The experience of vibroacoustic therapy is, in and of itself, both profound and incredibly enjoyable. The vibrations of the music pulsing through the body drop you into a deep state of relaxation very quickly. Different music obviously has very different effects- some music will take you far away and you lose all bodily awareness and sense of time and place very quickly. Other music will be a more kinesthetic experience and you may be very present to the physical sensation of the musical rhythms and vibrations.

Vibroacoustic sound therapy affects the bioenergetic system on all levels. Intention can be a huge factor as well. The sound is delivered to the body not just through the ears but also (and primarily) through skin and bone conduction (tissue conduction). Given that the body is composed of 60-70% water, which is one of the best conductors of sound, there is a powerful somatic response.  I have facilitated and observed hundreds of vibroacoustic sound healing sessions and the first response typically happens within 45- 90 seconds. The body of the person on the table seems to suddenly sink in as they let go and relax effortlessly. Remember, the music is literally massaging every cell in the body so this goes much deeper than physical touch.

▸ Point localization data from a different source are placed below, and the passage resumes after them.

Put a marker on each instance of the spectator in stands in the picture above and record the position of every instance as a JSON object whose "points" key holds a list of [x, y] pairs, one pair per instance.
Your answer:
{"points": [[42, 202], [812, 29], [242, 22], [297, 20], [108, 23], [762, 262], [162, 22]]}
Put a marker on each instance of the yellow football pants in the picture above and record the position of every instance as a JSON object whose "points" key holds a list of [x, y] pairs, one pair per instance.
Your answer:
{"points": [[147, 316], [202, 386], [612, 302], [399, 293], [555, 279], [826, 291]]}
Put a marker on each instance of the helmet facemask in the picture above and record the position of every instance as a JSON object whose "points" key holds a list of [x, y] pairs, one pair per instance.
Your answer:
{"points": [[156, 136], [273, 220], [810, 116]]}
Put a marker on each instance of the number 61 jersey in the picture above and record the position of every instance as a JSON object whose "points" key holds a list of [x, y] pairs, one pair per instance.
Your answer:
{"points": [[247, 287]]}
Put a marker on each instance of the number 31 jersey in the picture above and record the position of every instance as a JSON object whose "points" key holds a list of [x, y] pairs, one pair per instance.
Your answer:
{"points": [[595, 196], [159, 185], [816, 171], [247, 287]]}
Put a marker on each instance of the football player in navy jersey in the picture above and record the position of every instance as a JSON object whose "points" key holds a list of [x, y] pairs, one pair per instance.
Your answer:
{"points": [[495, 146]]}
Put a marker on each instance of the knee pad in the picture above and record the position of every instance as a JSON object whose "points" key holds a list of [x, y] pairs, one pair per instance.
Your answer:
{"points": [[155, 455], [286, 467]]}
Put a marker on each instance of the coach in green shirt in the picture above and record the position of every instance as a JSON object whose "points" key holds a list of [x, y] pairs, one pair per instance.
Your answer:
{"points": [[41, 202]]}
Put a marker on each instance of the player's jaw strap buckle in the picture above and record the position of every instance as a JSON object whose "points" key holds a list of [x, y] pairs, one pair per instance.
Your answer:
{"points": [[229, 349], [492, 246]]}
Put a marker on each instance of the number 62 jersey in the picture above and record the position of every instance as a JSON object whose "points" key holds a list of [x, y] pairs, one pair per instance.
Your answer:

Physical touch is a powerful complement to this therapy however. When the first wave of sound hits it can potentially be disconcerting or disorienting especially for someone who has never experienced it before. When the therapist and client together are joined in an intention, the work is that much more powerful and a light touch may be all that is needed to reassure the person on the table that they are in a safe space. There is also a synergistic blend of sound and energy that occurs with hands-on work that enhances and deepens the whole experience.

I have been feeling distracted by technology lately- too much time on the computer and the phone. I find it compelling and somewhat addictive but not always pleasant. Meanwhile I have so many tools at my fingertips that I can use to create more peace in my life and have been asking myself lately why I do not use them more. Today I decided when I got home, before I did anything else, to just lie down on the sound table for a while. What a shift! My mind feels more clear, more focused and on some level less frantic, although I don't think of myself as frantic.

I feel like now I can sit and just enjoy being, instead of doing, doing, doing and chasing after the instant gratification of the technology I have at my fingertips.